Dem Leser geht es dabei wie dem Psychiater Korb in der psychiatrischen Abteilung des Otto-Wagner-Spitals, das Wiener besser als „Steinhof“ kennen. Hierher bringt die Polizei zu Beginn dieses Romans die beiden Geschwister Eva und Bernhard. Warum genau, wird nie ganz klar. „Mit meiner Familie ist es schwierig“, erzählt Eva jedenfalls in der ersten Therapiesitzung. „Mein Vater hat sich umgebracht. Und meine Mutter ist ja auch tot. Meinen Bruder hab ich alleine großgezogen.“ Davon ist, wird sich allmählich herausstellen, nichts wahr. Fast nichts.
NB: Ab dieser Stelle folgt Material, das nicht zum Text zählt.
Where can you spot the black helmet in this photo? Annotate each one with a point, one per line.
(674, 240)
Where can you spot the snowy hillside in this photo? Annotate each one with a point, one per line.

Die Mutter taucht, zunehmend verzweifelt und von der Tochter grob zurückgewiesen, als Besucherin immer wieder auf dem Anstaltsareal auf. Der Vater scheint mit einer neuen Familie ein neues Leben begonnen zu haben. Der Bruder leidet an massiven Verhaltens- und Essstörungen und muss zeitweise künstlich ernährt werden.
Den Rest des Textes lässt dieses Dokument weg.